Comparison of lesion profile data from RIII mice. Red line (×) = MM blood donor brain (n = 21); blue line (+) = MM blood donor spleen (n = 3); green line (O) = MV blood recipient spleen (n = 11); brain regions are listed in the ‘Materials and methods’ section.

Figure 3

Western blot data from HuMM mice inoculated with brain and spleen derived variant Creutzfeldt–Jakob disease inocula. Duplicate blots (A and B) exposed for different lengths of time to visualize band mobility.

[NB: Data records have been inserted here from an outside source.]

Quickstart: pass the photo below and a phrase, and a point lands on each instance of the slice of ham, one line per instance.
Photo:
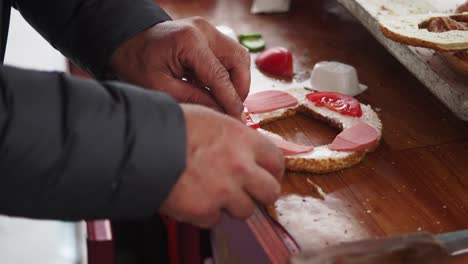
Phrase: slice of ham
(268, 101)
(290, 148)
(360, 136)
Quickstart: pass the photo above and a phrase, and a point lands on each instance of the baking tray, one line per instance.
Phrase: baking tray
(450, 87)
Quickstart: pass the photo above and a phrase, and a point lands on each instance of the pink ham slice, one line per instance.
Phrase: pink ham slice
(267, 101)
(360, 136)
(290, 148)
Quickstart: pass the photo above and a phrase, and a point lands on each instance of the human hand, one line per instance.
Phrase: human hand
(159, 57)
(229, 168)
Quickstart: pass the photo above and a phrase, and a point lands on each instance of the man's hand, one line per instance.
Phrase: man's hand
(229, 168)
(160, 57)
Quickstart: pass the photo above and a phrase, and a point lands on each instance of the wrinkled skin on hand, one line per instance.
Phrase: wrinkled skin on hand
(215, 67)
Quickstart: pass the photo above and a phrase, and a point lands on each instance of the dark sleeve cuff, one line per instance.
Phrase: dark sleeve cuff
(73, 149)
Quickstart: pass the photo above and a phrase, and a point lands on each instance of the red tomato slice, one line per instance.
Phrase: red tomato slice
(337, 102)
(276, 61)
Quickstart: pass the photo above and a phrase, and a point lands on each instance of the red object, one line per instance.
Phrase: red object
(267, 101)
(360, 136)
(337, 102)
(290, 148)
(276, 61)
(99, 242)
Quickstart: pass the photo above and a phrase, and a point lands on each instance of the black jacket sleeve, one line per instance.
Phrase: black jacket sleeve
(89, 31)
(76, 149)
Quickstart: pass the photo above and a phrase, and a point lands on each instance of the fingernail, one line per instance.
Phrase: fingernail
(243, 118)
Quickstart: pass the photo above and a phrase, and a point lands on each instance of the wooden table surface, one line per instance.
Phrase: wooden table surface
(417, 180)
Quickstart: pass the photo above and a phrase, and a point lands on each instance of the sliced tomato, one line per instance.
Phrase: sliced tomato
(276, 61)
(337, 102)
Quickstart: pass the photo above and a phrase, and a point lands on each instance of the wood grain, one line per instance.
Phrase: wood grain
(415, 181)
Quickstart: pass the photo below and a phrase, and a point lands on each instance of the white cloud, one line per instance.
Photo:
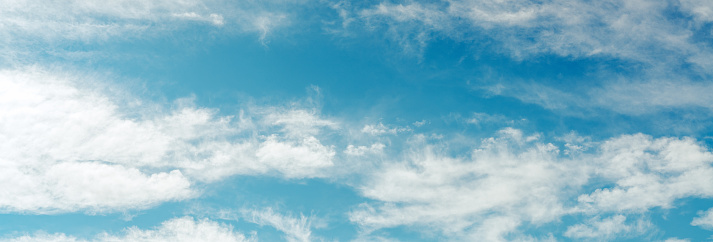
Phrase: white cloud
(677, 240)
(605, 229)
(381, 129)
(295, 159)
(95, 187)
(649, 173)
(361, 150)
(178, 229)
(568, 28)
(704, 220)
(69, 145)
(661, 51)
(507, 181)
(295, 229)
(513, 180)
(43, 237)
(33, 29)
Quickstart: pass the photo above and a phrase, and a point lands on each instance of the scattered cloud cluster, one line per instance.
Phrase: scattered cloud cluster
(70, 148)
(513, 180)
(182, 229)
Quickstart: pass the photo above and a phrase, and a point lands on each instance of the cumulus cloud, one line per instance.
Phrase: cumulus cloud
(70, 147)
(649, 173)
(487, 195)
(605, 229)
(295, 229)
(514, 180)
(180, 229)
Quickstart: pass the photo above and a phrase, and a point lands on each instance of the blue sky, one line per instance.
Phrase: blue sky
(299, 120)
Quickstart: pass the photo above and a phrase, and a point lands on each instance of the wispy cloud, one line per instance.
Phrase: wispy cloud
(65, 146)
(177, 229)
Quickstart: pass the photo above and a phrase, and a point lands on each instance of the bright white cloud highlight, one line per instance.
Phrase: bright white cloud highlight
(70, 147)
(605, 229)
(705, 220)
(513, 179)
(185, 229)
(295, 229)
(485, 196)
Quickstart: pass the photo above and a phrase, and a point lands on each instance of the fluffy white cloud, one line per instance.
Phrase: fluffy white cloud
(31, 29)
(381, 129)
(649, 173)
(507, 181)
(90, 186)
(361, 150)
(69, 145)
(178, 229)
(658, 40)
(295, 229)
(568, 28)
(513, 180)
(605, 229)
(705, 220)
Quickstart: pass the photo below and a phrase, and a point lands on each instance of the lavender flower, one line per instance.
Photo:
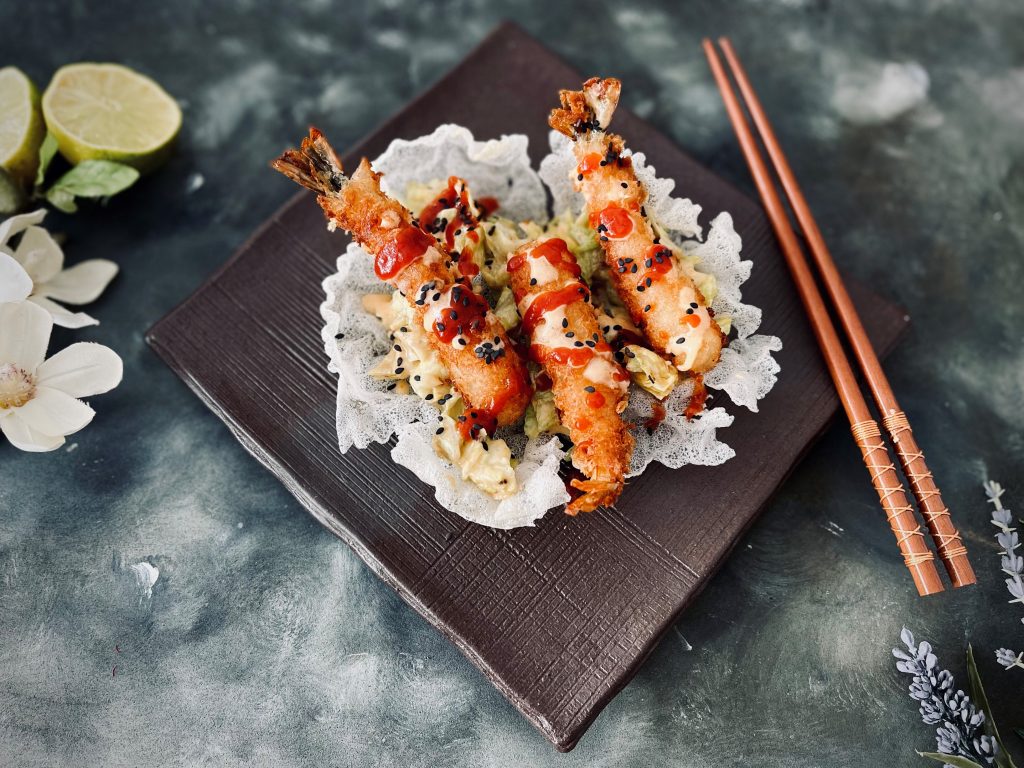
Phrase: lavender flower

Lanes: (1) sporadic Creutzfeldt–Jakob disease type 1; (2) blood donor brain tissue inoculum; (3) blood donor spleen tissue inoculum; (4) blood recipient brain tissue inoculum; (5) blood recipient spleen tissue inoculum; (6) variant Creutzfeldt–Jakob disease type 2B. Molecular weight marker position shown at 20 kDa and 30 kDa. Antibody = 6H4.

Figure 4

Western blot data from RIII mice inoculated with brain and spleen derived variant Creutzfeldt–Jakob disease inocula. Lanes: (1) molecular weight marker (20 kDa and 30 kDa); (2) blood donor brain tissue inoculum; (3) blood recipient spleen tissue inoculum. Antibody = 6H4.